- Born: 1978 (age 47–48) Paris, France
- Citizenship: Franco-British
- Education: Doctorate in Creative and Critical Writing (Cardiff University)
- Occupations: Multi-disciplinary Artist and Writer
- Children: 1
- Writing career
- Genres: Fiction, Creative Non-Fiction, Creative Essays
- Notable works: Painting Over The Cracks (2025) This Is Not Who We Are (2022); Assimilation (2024);
- Notable awards: Shortlisted for the Bridport Poetry Prize (2024) and Wales Book of the Year (2023)
- Website: www.sophiebuchaillard.com

= Sophie Buchaillard =

Welsh writer

Sophie Buchaillard is a Franco-British novelist. Her debut novel This Is Not Who We Are was shortlisted for the Wales Book of the Year award in 2023.
Her second novel, Assimilation (Honno, 2024) explores cultural identity, migration and belonging through three generations of women.

== Early life ==
Buchaillard was born in Paris, France in 1978. Prior to settling in Wales, she travelled across Europe, Asia, the United States and Africa, living in Spain, the US and England.

== Career ==
In June 2022, Buchaillard published her debut novel This Is Not Who We Are with Welsh publisher Seren Books, a multi-layered novel centred upon the Rwandan genocide and the culpability of the French government.

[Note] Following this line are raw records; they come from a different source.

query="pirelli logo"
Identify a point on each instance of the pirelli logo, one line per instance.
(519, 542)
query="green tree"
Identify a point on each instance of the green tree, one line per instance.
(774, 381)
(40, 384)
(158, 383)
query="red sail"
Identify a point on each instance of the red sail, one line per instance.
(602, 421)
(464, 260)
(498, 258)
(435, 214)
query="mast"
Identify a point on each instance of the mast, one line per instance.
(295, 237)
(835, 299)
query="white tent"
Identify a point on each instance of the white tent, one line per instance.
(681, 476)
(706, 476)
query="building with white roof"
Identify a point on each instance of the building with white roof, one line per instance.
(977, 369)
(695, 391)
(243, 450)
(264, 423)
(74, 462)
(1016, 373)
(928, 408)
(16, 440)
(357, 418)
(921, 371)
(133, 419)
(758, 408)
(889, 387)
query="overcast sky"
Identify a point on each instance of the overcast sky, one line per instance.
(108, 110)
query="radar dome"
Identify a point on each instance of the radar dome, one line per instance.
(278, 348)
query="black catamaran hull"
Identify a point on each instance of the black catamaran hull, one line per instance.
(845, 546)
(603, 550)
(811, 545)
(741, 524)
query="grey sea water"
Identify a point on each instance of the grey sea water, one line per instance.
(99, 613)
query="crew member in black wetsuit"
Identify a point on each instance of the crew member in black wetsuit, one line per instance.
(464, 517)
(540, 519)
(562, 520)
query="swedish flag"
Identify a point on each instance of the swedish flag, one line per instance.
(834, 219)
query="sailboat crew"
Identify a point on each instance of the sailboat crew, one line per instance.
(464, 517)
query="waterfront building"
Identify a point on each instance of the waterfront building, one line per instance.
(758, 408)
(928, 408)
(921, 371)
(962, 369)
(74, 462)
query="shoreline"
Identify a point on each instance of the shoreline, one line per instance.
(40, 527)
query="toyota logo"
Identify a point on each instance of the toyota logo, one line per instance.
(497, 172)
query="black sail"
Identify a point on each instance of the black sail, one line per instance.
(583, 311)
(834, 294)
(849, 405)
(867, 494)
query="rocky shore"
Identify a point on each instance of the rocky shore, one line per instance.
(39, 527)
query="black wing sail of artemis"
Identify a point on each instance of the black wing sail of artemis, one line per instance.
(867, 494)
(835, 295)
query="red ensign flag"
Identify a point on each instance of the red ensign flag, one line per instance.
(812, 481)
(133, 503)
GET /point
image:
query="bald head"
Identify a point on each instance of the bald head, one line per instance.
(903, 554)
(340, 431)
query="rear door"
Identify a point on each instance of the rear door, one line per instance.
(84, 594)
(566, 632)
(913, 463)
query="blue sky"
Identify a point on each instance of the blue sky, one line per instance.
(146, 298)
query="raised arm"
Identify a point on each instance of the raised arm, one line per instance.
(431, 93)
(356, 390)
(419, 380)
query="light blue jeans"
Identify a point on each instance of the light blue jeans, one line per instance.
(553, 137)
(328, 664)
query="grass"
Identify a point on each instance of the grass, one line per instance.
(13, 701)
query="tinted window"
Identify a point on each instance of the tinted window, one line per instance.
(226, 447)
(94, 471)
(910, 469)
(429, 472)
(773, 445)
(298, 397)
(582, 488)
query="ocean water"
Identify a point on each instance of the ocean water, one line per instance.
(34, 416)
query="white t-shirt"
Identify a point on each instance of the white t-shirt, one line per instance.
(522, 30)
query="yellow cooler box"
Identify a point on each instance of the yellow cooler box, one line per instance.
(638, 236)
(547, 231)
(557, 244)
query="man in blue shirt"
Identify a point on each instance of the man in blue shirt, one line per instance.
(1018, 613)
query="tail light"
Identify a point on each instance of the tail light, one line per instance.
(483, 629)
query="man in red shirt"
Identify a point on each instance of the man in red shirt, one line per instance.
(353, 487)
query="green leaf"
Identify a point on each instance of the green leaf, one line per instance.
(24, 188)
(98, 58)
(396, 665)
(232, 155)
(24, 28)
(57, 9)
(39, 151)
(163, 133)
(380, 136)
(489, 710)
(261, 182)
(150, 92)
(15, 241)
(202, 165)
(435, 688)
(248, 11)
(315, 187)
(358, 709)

In May 2023, it was shortlisted for the Wales Book of the Year award.
In 2024, she published Assimilation with Welsh publisher Honno

== Bibliography ==
Sophie Buchaillard was born in Paris in 1978. She studied Political Sciences at the Institut d'Etudes Politiques in Bordeaux, France, graduating in 2001.

She moved to the UK in 2001, where she worked in campaigning, higher education and co-wrote Talented Women for a Successful Wales a report advising the Welsh Government on improving gender parity in business and education. In 2017, she was shortlisted for a Womenspire Award for her work.

In 2019, she left a job at Cardiff University to focus on writing. She completed a Masters (2020) and a PhD in Critical and Creative Writing (2023) (Cardiff University).